Conv3d¶

class continual.Conv3d(in_channels, out_channels, kernel_size, stride=1, padding=0, dilation=1, groups=1, bias=True, padding_mode='zeros', device=None, dtype=None, temporal_fill='zeros')[source]¶

Continual 3D convolution over a spatio-temporal input signal.

Continual Convolutions were proposed by Hedegaard et al.: “Continual 3D Convolutional Neural Networks for Real-time Processing of Videos”, in ECCV (2022), https://arxiv.org/pdf/2106.00050.pdf (paper) https://www.youtube.com/watch?v=Jm2A7dVEaF4 (video).

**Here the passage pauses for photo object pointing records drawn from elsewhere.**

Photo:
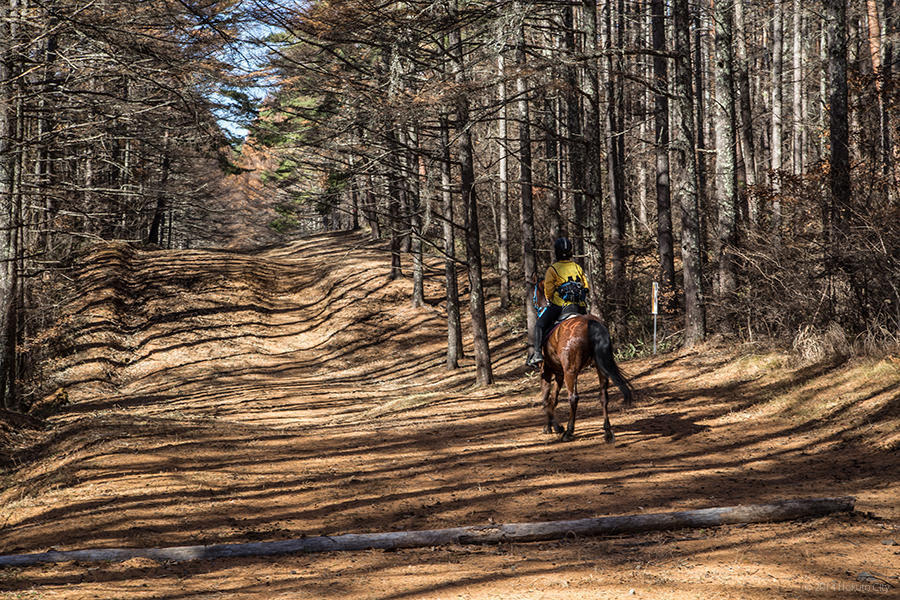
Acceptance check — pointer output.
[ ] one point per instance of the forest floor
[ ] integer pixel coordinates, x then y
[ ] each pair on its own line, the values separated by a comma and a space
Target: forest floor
219, 397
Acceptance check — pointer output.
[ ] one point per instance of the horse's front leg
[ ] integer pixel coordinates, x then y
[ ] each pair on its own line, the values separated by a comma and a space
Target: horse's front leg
571, 379
549, 405
604, 401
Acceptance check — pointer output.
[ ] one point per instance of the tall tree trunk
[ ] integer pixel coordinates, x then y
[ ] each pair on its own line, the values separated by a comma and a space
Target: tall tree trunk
835, 15
551, 157
686, 191
891, 29
616, 179
726, 159
797, 104
596, 248
415, 176
526, 207
665, 239
9, 213
156, 231
748, 150
484, 373
874, 38
395, 201
503, 138
575, 136
777, 114
454, 327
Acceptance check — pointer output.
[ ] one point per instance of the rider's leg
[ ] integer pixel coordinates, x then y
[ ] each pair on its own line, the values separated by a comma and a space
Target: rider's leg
543, 324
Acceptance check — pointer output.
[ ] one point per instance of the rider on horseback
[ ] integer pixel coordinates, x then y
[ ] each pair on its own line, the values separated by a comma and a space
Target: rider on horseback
565, 286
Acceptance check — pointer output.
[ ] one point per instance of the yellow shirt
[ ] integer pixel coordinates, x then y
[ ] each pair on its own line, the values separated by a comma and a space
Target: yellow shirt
557, 274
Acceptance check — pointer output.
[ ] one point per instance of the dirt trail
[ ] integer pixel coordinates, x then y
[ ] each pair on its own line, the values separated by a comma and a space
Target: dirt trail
224, 397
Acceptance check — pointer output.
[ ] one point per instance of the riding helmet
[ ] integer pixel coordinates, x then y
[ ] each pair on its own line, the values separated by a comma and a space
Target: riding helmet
562, 248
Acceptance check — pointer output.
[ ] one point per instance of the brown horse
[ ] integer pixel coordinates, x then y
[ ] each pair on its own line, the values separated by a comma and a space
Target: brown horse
571, 346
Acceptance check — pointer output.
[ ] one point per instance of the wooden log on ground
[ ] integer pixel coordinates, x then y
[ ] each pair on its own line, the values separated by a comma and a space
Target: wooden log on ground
784, 510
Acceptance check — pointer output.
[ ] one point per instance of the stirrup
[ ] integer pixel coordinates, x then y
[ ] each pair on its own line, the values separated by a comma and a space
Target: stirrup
534, 360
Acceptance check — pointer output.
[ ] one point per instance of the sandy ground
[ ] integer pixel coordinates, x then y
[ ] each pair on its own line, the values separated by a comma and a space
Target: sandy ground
221, 397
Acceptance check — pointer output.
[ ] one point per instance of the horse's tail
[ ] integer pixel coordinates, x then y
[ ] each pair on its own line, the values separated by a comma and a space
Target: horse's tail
603, 357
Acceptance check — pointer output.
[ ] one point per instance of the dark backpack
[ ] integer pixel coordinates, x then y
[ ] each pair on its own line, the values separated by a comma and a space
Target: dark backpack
572, 291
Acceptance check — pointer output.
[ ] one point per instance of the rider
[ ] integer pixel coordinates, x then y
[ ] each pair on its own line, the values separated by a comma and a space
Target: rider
563, 271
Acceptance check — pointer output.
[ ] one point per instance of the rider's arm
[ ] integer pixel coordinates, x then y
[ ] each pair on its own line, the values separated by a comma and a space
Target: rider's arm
551, 280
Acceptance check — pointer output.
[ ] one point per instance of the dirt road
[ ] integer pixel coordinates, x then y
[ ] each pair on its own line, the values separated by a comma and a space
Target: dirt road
220, 397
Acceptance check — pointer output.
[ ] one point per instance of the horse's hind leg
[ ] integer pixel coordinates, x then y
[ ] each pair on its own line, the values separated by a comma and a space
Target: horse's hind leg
571, 379
550, 405
604, 401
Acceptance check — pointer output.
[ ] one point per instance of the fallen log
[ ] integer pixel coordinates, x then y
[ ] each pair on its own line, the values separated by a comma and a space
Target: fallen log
784, 510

Assuming an input of shape (B, C, T, H, W), it computes the convolution over one temporal instant t at a time where t ∈ range(T), and keeps an internal state. Two forward modes are supported here.

Parameters:

in_channels (int) – Number of channels in the input image
out_channels (int) – Number of channels produced by the convolution
kernel_size (int or tuple) – Size of the convolving kernel
stride (int or tuple, optional) – Stride of the convolution. NB: stride > 1 over the first channel is not supported. Default: 1
padding (int or tuple, optional) – Zero-padding added to all three sides of the input. NB: padding over the first channel is not supported. Default: 0
dilation (int or tuple, optional) – Spacing between kernel elements. NB: dilation > 1 over the first channel is not supported. Default: 1
groups (int, optional) – Number of blocked connections from input channels to output channels. Default: 1
bias (bool, optional) – If True, adds a learnable bias to the output. Default: True
temporal_fill (string, optional) – 'zeros' or 'replicate' (= “boring video”). temporal_fill determines how state is initialised and which padding is applied during forward_steps along the temporal dimension. Default: 'replicate'

Variables:

weight (Tensor) – the learnable weights of the module of shape $(\text{out\_channels}, \frac{\text{in\_channels}}{\text{groups}},$ $\text{kernel\_size[0]}, \text{kernel\_size[1]}, \text{kernel\_size[2]})$ . The values of these weights are sampled from $\mathcal{U}(-\sqrt{k}, \sqrt{k})$ where $k = \frac{groups}{C_\text{in} * \prod_{i=0}^{2}\text{kernel\_size}[i]}$
bias (Tensor) – the learnable bias of the module of shape (out_channels). If bias is True, then the values of these weights are sampled from $\mathcal{U}(-\sqrt{k}, \sqrt{k})$ where $k = \frac{groups}{C_\text{in} * \prod_{i=0}^{2}\text{kernel\_size}[i]}$
state (List[Tensor]) – a running buffer of partial computations from previous frames which are used for the calculation of subsequent outputs.